Peter Greste, Mohamed Fahmy, journalists for Al Jazeera who were arrested in Egypt in 2013, writing today in The Australian warn that a "tragedy is unfolding in Turkey. Independent journalism is being systematically stamped out. Prison doors are slamming, media outlets are being boarded up and a disturbing silence is falling over what has been a vibrant and ­diverse media landscape."

Be not silent before this atrocity against freedom.

George Orwell well understood that "Freedom of the press if it means anything at all, means the freedom to criticize and oppose." He also understood what was not only "fake news" but also fake language and called it "newspeak" in his novel 1984. 

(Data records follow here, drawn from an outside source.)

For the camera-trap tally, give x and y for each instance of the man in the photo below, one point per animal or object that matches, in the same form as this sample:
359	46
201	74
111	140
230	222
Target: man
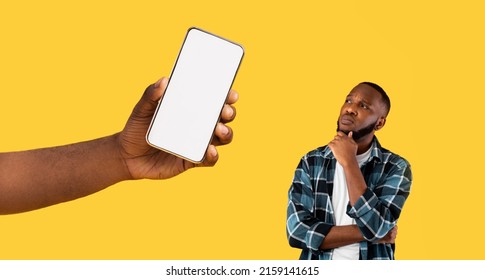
346	197
38	178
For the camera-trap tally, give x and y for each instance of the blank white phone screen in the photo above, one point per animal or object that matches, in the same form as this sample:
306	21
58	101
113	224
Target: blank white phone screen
196	92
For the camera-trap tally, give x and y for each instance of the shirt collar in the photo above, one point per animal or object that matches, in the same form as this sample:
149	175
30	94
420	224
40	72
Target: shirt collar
375	153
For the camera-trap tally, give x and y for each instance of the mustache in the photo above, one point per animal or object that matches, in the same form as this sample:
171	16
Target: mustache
358	134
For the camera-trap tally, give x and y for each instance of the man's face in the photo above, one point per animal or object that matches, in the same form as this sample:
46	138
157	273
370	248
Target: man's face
362	112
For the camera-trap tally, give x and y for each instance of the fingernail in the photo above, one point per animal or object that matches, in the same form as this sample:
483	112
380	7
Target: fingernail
158	83
224	129
212	151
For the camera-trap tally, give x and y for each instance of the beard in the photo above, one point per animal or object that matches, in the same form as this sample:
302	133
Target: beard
357	135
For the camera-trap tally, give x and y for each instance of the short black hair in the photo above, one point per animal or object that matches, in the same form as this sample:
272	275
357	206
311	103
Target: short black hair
385	97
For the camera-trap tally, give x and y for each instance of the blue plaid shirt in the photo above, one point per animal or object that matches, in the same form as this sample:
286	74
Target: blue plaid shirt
310	214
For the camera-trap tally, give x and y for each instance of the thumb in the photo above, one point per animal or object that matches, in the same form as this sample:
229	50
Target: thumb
149	101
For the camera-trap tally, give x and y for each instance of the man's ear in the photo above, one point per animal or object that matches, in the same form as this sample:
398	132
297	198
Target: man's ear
380	123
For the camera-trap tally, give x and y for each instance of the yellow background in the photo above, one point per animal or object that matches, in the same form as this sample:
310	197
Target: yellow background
72	71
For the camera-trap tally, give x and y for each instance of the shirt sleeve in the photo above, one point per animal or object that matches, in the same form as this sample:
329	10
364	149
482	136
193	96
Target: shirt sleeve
303	229
376	212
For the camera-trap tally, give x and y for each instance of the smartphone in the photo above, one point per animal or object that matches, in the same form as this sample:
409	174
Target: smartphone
199	84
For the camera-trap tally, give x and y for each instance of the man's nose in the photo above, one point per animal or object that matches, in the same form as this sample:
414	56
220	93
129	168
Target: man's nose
351	109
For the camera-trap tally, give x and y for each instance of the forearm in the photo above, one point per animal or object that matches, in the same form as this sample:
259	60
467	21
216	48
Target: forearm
356	185
339	236
38	178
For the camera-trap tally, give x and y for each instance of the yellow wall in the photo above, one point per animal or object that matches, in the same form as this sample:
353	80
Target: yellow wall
72	71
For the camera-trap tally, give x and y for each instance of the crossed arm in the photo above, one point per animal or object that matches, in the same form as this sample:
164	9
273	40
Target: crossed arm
310	225
38	178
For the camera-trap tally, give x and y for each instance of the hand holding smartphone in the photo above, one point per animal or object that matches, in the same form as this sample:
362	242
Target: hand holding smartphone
189	110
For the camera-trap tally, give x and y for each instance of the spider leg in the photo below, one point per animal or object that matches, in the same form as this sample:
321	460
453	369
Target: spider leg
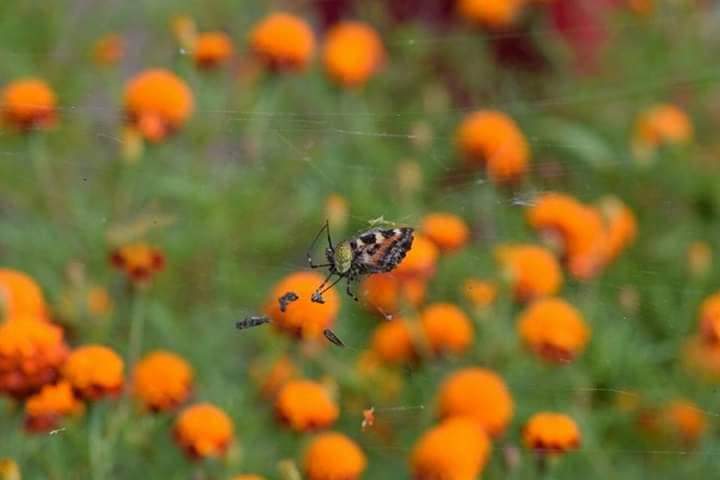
308	255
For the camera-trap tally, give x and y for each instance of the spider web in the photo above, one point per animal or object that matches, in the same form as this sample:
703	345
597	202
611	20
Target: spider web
236	197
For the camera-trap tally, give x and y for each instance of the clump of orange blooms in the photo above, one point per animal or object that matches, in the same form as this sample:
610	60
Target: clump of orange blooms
492	140
495	14
551	434
446	230
659	125
283	41
45	409
139	261
481	293
28	103
31	354
710	319
303	318
455	449
478	394
20	296
157	103
576	229
162	380
203	431
447	329
305	405
94	371
212	49
108	49
334	456
352	53
533	271
553	329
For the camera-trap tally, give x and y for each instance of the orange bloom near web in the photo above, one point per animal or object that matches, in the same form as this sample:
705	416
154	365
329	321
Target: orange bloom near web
352	53
20	295
446	230
491	13
212	49
306	405
492	139
162	380
455	449
94	371
533	270
283	41
334	456
31	354
45	409
157	103
447	328
303	318
553	329
203	431
551	434
478	394
28	103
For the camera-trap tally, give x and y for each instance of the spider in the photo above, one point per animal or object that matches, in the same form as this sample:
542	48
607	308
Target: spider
377	250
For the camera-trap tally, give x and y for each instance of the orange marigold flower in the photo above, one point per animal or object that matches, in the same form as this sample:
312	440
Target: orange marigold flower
699	258
480	394
621	224
533	270
662	124
162	380
31	354
283	41
109	49
20	295
305	405
553	329
455	449
139	261
551	433
492	139
710	318
157	103
684	420
29	103
490	13
481	293
303	317
212	49
577	229
94	371
449	232
387	293
203	430
44	410
420	260
392	341
446	328
352	53
334	456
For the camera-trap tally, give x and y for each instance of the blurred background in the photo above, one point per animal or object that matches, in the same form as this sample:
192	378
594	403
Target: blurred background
165	166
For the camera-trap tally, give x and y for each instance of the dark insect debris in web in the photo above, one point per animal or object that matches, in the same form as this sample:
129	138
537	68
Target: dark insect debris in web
252	321
287	299
330	335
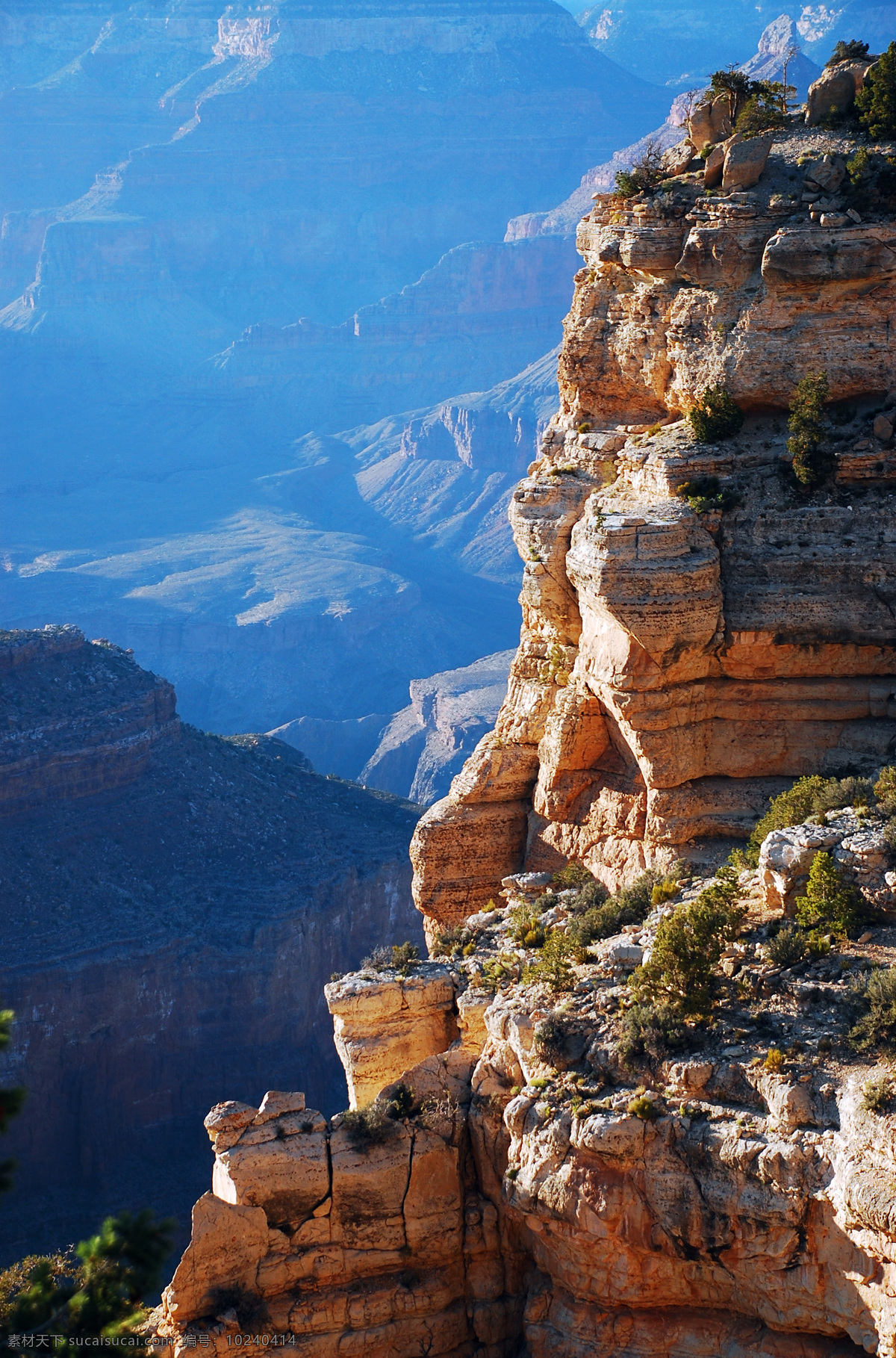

We must recognize that there are hacks that can due great and lasting damage peddling "fake news" working in free newspapers. The ghosts of Walter Duranty and Herbert Matthews continue to possess the Gray Lady with their enduring and shameful legacies in Ukraine and Cuba. Walter Duranty won the Pulitzer covering up Stalin's 1930s manufactured famine in Ukraine that claimed eight to 10 million lives. With his reports denying the reality all around him this New York Times journalist was complicit in genocide. Twenty years later in Cuba Herbert Matthews engaged in a fallacious propaganda campaign disguised as news reporting to turn Fidel Castro into a national figure presenting him as an anti-communist and a democrat. The total number of dead  is still being added to 58 years later for the lies he reported in the 1950s.

However this hacks are small time purveyors of fake news compared to governments that manufacture entire news agencies, black mail journalists with the threat of expulsion.  The way to counter fake news is with more press freedom to challenge it along with greater reader discernment to weigh the facts and seek the truth. Facts matter, recognizing objective truth exists and getting the story right regardless of agendas is the best way to serve readers.

Believing the government can be dangerous to your freedom. President Ronald Reagan said it best, "trust but verify." He applied that to his dealings with the Russians, but it should be expanded when dealing with all governments.

However the threats to a free press are not only state actors, but also technology and artificial intelligence that threatens to simulate writing and overwhelm the net with inferior prose designed to push an agenda or a product and not inform a readership is a future threat. However, an ever present threat today thanks to the greed of Western technology companies such as Yahoo, Sun Microsystems, Google and others that helped erect the Great Fire Wall of China. Modernizing totalitarianism and giving it new life into the 21st Century. Google is now collaborating with the Cuban intelligence service and military allowing them to store their servers. This means that journalists can write their articles but no one will be able to find them in their online searches. Russia is also now adopting their own version of the great fire wall. This is also a profound threat to press freedom.

The belief that legitimacy is no longer found in objective truth but in "positive results" has proven a destructive meme in schools of journalism that in the final analysis rejects reality as a social construct are bearing fruit in declining readership and sales.

These are great challenges but can be overcome if confronted and resisted.